Foxy is hit by a falling object and spots Roxy and her dog. Roxy's dog licks him with affection, much to his chagrin; he ties the dog's tongue over its head, which then untangles as he dances to Roxy's piano playing. The trio dance while Foxy uses the dog to play a piano roll. Suddenly, they hear a crow robbing another rich hippo at gunpoint. Foxy and other policemen pursue him, as the crow's vehicle expands to reveal more thugs. While the other policemen were incapacitated in a pothole, the thugs abduct Roxy. Foxy uses his mechanical horse to retrieve Roxy and lure the thieves into jail.

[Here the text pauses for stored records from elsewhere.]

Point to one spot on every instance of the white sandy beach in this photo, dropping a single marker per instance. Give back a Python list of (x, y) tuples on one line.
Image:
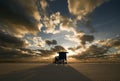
[(52, 72)]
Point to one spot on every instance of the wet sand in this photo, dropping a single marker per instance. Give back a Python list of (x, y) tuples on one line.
[(52, 72)]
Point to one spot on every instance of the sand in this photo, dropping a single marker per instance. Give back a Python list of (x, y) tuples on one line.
[(52, 72)]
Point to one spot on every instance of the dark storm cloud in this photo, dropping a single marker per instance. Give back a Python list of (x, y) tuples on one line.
[(58, 48), (7, 40), (52, 51), (12, 53), (19, 16), (113, 42), (86, 38), (51, 42), (76, 48), (82, 9), (93, 52)]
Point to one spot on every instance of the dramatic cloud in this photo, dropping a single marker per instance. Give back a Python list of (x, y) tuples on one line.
[(19, 17), (86, 38), (52, 51), (7, 40), (93, 52), (51, 42), (82, 10), (58, 48)]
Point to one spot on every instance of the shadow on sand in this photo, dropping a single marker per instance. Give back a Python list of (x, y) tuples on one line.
[(49, 72)]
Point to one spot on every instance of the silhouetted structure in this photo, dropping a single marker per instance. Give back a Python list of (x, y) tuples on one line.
[(61, 59)]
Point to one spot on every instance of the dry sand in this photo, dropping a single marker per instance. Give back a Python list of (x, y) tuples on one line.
[(52, 72)]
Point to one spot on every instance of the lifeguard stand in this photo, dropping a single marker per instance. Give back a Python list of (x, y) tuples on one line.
[(61, 59)]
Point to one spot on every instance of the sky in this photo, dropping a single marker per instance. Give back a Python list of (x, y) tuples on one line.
[(40, 28)]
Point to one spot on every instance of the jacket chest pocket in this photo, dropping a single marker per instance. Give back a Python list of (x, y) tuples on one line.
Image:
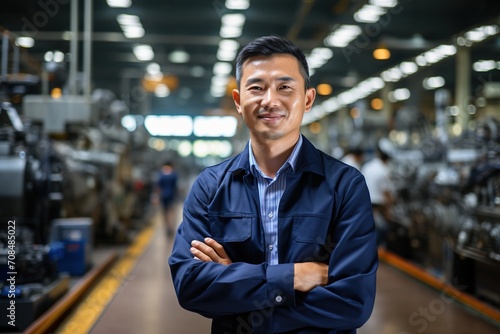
[(231, 229), (239, 236), (311, 239)]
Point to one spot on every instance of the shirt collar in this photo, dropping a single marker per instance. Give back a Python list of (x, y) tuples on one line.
[(292, 159)]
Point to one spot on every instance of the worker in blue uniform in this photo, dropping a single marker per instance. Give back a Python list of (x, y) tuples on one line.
[(279, 238)]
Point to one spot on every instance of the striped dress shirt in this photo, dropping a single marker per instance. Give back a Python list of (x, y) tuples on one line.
[(270, 192)]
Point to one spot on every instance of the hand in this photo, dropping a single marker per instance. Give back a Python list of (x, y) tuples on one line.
[(209, 251), (309, 275)]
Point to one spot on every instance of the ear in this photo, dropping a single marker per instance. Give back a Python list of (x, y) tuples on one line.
[(310, 96), (236, 99)]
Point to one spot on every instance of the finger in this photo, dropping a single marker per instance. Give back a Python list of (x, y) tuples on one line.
[(200, 255), (205, 250), (216, 247)]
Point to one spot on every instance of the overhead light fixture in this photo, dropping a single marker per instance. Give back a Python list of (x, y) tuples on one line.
[(131, 25), (237, 4), (179, 56), (377, 104), (324, 89), (25, 42), (384, 3), (197, 71), (222, 68), (162, 90), (479, 34), (369, 14), (232, 25), (392, 75), (318, 57), (153, 69), (381, 53), (400, 94), (236, 19), (342, 36), (485, 65), (165, 125), (119, 3), (433, 82), (408, 67), (227, 50), (143, 52), (215, 126)]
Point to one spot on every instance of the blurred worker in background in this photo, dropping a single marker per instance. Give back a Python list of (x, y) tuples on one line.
[(354, 157), (279, 238), (376, 172), (167, 193)]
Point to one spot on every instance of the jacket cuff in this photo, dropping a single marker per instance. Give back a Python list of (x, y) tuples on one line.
[(280, 283)]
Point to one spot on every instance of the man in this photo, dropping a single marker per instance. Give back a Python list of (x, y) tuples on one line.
[(280, 238)]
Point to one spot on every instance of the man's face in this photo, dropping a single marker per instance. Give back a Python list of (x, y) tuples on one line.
[(272, 98)]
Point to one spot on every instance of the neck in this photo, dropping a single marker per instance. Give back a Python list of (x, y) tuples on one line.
[(271, 155)]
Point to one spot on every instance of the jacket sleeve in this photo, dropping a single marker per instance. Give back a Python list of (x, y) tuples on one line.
[(213, 289), (347, 301)]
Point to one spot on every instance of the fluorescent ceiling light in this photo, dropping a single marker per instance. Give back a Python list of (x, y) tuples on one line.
[(237, 19), (131, 25), (484, 65), (433, 82), (400, 94), (222, 68), (162, 90), (162, 125), (237, 4), (215, 126), (119, 3), (369, 14), (408, 67), (220, 81), (128, 20), (229, 45), (144, 52), (153, 69), (392, 74), (384, 3), (25, 42), (343, 36), (230, 31), (133, 32), (318, 57), (179, 57)]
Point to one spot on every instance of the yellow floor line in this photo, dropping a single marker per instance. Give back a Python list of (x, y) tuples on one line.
[(88, 311)]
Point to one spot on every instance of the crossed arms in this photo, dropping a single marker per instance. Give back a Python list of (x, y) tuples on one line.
[(307, 275)]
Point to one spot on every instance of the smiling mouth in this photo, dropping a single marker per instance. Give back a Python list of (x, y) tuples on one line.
[(270, 116)]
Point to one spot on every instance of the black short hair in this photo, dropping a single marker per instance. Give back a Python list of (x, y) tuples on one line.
[(268, 46)]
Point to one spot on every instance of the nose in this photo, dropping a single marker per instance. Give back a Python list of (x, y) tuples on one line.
[(270, 99)]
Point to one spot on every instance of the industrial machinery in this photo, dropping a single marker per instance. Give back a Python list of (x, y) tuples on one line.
[(447, 211)]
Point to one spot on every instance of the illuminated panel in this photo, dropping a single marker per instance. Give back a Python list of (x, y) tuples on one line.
[(215, 126)]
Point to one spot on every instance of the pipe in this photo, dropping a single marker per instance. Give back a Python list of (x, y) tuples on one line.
[(73, 48), (5, 54), (87, 49)]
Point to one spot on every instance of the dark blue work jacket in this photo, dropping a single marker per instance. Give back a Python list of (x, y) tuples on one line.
[(325, 215)]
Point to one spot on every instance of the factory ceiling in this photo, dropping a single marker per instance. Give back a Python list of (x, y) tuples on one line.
[(191, 31)]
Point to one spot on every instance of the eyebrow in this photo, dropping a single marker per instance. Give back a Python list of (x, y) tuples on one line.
[(251, 81)]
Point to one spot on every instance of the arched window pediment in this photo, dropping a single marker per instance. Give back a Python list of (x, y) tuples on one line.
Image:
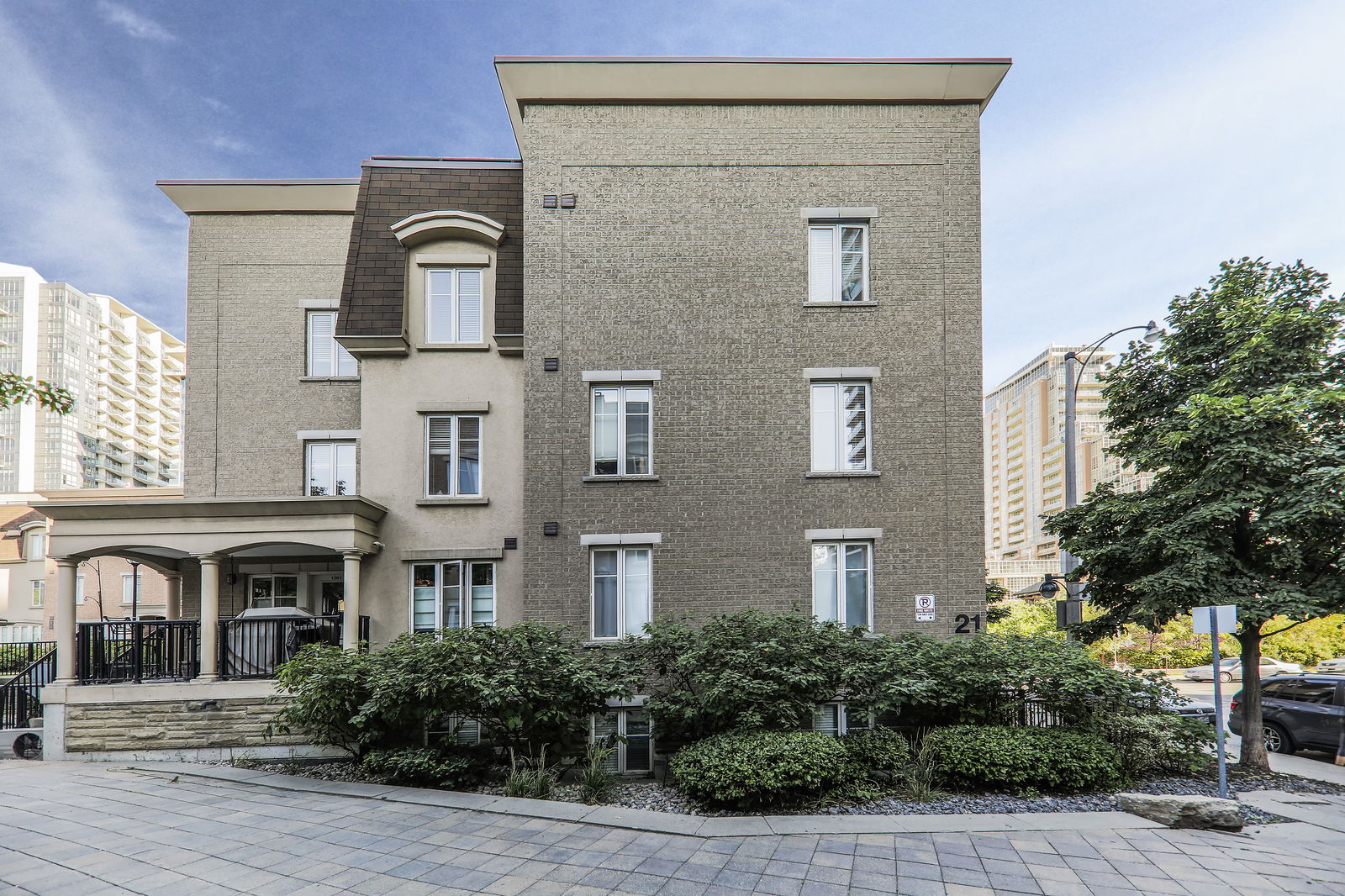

Foxy and Roxy celebrate the criminal's incarceration, only for the crow to shoot Foxy's buttocks with a machine gun.

==Colorized version==
A copy of the short was sent to South Korea in 1973 to be redrawn in color, being renamed On Duty. However, the copy was missing its audio. As a result, the short was filled with stock music and sound effects and contained no dialogue.

==Home media==
One More Time is available on Disc 3 of the Looney Tunes Golden Collection: Volume 6.